Merging the container lines of Japan’s top three shipping companies would be a sound strategic and economic move, according to container shipping analyst Alphaliner.
Spinning off the liner fleets of MOL, NYK and “K” Line is an option in the face of mounting losses in the container sector, said MOL President Koichi Muto.
The consolidation would create the world’s fourth-largest ocean carriers, after Maersk, MSC and CMA CGM, with a market share of 7.5 percent compared to the three Japanese companies individual shares of between 2.2 percent and 2.8 percent, Alphaliner said.
“We [have] roughly studied such a possibility,” Muto said last week after saying MOL is set to lose $51 million this year.
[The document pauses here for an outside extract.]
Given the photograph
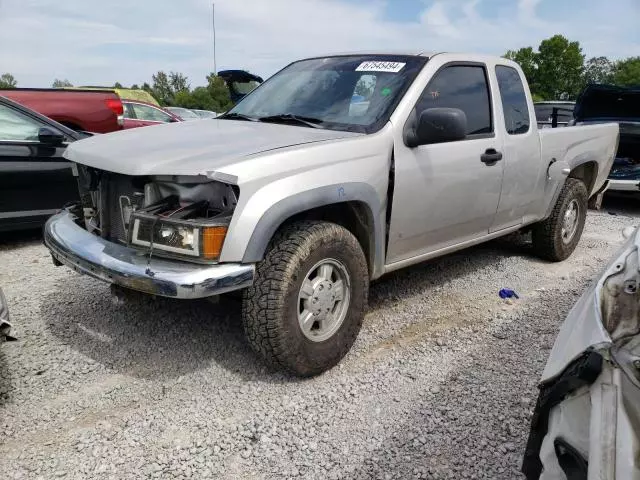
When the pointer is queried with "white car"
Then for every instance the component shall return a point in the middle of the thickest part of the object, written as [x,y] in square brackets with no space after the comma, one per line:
[587,419]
Merger negotiations haven’t taken place yet, but cannot be ruled out in the future.
A Japanese “mega-line” would be market leader on the Far East-North America trade, the second largest carrier on the Far East-South America and Far East-Oceania routes, and number three on the Asia-North Europe and intra-Far East markets.
None of the Japanese carriers currently commands a top-three position in any of their key markets. A merger would be the first major consolidation in the industry since 2005 when A.P. Moller-Maersk acquired P&O Nedlloyd and Hapag-Lloyd bought CP Ships.
“Over the last six years, there have been no significant changes in the composition of the main carriers in the container market, while margins have eroded due to excessive competition,” Alphaliner said.